E os principais bancos da Suécia vêm simplesmente parando de lidar com dinheiro: cerca de 75% de suas agências já operam sem dinheiro – com a única exceção do Svenska Handelsbanken.
Ladrões de banco vão se tornando, assim, personagens do passado. O número de roubos a agências bancárias vem atingindo o índice mais baixo dos últimos 30 anos, segundo a Associação dos Bancos sueca. Em 2014, de acordo com relatório publicado na página oficial na internet do Conselho Nacional Sueco para a Prevenção do Crime (Brottsförebyggande rådet – Brå), foram registrados no total 23 assaltos a banco no país.
Para os bancos, as vantagens de uma futura sociedade sem dinheiro são evidentes. Em primeiro lugar, ela traria mais segurança para funcionários e clientes. E também eliminaria os altos custos de gerenciamento e transporte de dinheiro, estimados em cerca de 8,7 bilhões de coroas suecas – o equivalente a 0.3% do PIB sueco.
Para os críticos da tendência, o aumento das transações digitais também representa o crescimento potencial de fraudes e riscos de segurança bancária, além do fato de que idosos e outros segmentos da sociedade têm acesso limitado a opções de pagamento eletrônico.
A associação nacional dos aposentados suecos (Pensionärernas riksförbund – PRO) está preocupada com o ritmo da transformação.

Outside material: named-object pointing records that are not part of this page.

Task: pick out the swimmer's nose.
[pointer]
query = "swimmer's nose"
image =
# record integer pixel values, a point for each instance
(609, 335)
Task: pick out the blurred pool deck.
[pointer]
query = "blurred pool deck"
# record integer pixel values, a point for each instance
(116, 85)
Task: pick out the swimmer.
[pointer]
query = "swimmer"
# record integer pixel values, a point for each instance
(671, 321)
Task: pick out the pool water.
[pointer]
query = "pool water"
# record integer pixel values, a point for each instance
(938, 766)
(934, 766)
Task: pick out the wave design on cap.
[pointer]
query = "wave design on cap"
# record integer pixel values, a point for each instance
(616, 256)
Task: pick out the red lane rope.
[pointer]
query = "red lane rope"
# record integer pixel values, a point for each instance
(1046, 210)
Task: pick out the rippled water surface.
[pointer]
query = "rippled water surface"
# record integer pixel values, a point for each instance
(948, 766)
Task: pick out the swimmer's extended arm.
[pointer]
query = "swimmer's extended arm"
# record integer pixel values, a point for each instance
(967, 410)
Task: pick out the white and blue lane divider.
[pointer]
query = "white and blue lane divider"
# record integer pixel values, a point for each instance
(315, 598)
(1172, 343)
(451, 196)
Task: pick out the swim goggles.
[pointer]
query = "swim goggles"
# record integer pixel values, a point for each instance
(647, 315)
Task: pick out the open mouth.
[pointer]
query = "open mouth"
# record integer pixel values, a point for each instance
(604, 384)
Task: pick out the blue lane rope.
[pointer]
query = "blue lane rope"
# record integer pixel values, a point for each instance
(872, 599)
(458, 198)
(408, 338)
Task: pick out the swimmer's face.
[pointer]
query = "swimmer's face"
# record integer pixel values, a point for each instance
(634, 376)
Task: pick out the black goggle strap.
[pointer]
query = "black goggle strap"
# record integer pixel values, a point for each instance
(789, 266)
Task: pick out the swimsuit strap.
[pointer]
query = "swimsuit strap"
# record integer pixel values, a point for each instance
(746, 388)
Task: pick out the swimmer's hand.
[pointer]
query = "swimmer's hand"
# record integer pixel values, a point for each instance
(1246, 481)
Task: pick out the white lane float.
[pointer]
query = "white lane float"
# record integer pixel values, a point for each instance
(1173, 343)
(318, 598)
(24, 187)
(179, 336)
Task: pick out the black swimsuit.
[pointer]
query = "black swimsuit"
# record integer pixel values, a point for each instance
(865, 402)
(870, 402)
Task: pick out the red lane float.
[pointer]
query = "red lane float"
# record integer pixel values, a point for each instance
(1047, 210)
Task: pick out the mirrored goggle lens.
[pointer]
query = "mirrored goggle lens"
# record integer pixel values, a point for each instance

“Isso está acontecendo a uma velocidade furiosa”, disse na reportagem da rádio sueca a presidente da associação, Christina Tallberg. “E é importante para muitos idosos ter o direito de continuar a usar o dinheiro de papel, assim como para novos residentes do país, imigrantes e muitos outros que têm dificuldades para utilizar cartões”.
Mas apesar de a Suécia ter lançado no ano passado uma nova coleção de cédulas, que inclui a efígie da atriz sueca Greta Garbo na nota de cem coroas, o fim do dinheiro parece um caminho sem volta.
“Voltar aos tempos do dinheiro de papel não é uma alternativa na Suécia. Fora de questão”, diz Bengt Nilervall.
“Se eu acredito que a Suécia não terá no futuro nenhum dinheiro em circulação? Bem, não. Mas com certeza o uso do dinheiro será drasticamente reduzido.”
Em 1661, as primeiras cédulas de papel da Europa foram introduzidas pelo Stockholms Banco, o embrião do Banco Central da Suécia. Agora, ironicamente, os suecos vão se tornando os primeiros do mundo a desprezar o dinheiro vivo.